Investigation of the Nonlinear Dependence of Anomalous Hall Conductivity on Magnetization in Weak Itinerant Ferromagnet Surasree Sadhukhan, Igor I. Mazin

The ordinary Hall effect exists irrespective of the presence of spin-orbit coupling (SOC), whereas the anomalous Hall effect (AHE), according to the Karplus–Luttinger (KL) theory, requires both SOC and broken time-reversal symmetry. Early interpretations suggested that the AHE was proportional to the exchange splitting; however, it was later recognized that the intrinsic contribution originates from the Berry curvature near band crossings, which is, in general, independent of magnetization or exchange splitting. A common misconception is that the AHE scales linearly with magnetization, an assumption valid only for multi-domain ferromagnets, where both the anomalous Hall conductivity (AHC) and magnetization are independently proportional to the domain population imbalance, or for cases of very small exchange splittings (< SOC). Nevertheless, many experimental studies continue to assume a linear dependence of AHC on magnetization even in single-domain materials.

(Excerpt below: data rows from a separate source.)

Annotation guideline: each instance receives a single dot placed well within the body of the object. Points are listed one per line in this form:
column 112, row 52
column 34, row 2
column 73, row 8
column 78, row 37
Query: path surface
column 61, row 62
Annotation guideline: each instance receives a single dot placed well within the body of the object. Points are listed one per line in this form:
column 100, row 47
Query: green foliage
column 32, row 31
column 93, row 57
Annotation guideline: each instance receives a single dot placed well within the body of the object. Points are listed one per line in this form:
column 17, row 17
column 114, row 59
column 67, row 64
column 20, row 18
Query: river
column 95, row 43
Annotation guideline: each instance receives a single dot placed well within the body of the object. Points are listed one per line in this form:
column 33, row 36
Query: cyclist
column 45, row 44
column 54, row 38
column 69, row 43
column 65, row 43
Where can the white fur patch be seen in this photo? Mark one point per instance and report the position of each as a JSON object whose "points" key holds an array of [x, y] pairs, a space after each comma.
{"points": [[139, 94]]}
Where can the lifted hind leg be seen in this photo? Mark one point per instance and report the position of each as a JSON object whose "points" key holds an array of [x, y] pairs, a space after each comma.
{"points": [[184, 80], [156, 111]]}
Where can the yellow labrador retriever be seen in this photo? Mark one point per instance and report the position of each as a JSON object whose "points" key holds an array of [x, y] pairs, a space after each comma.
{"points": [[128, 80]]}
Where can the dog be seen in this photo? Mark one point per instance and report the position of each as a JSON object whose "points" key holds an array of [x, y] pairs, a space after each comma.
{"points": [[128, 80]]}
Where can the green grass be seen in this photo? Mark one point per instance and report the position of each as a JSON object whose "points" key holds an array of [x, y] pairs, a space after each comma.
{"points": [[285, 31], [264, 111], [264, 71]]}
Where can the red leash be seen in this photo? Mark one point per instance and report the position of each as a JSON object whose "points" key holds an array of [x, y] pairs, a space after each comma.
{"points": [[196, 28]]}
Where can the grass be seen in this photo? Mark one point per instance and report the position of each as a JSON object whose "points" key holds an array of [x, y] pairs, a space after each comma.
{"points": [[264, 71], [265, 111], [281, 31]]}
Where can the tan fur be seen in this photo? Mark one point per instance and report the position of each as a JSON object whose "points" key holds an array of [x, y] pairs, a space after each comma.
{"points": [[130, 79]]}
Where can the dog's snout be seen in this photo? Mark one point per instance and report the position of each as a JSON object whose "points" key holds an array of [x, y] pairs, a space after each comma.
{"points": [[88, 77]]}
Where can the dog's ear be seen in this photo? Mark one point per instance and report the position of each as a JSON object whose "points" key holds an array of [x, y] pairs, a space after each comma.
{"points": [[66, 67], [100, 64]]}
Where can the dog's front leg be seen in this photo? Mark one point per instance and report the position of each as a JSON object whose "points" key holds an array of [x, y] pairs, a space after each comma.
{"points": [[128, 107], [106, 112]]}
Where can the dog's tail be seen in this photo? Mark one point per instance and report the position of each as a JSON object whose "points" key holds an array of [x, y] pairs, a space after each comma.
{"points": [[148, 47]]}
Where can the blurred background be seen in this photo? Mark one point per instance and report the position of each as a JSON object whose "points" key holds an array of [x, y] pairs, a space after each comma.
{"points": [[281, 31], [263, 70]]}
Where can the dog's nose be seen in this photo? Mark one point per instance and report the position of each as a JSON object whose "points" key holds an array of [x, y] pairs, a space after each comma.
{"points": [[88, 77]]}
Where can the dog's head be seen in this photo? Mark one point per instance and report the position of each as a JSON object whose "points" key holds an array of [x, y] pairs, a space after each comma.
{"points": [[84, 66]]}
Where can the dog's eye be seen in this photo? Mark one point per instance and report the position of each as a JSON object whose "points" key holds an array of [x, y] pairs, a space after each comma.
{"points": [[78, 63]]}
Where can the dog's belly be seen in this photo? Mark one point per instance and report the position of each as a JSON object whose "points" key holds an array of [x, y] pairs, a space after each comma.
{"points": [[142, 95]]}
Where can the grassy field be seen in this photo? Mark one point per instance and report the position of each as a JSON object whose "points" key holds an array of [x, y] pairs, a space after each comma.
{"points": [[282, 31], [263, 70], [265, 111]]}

To test this assumption in a conceptually simple case, we performed density functional theory (DFT) calculations for ZrZn2, an itinerant ferromagnet with weak collinear magnetization, and found that the AHC does not scale proportionally with magnetization even for the case of soft magnetic moments where magnetization is varied not through non-collinear canting but

simply through varying magnetization amplitude.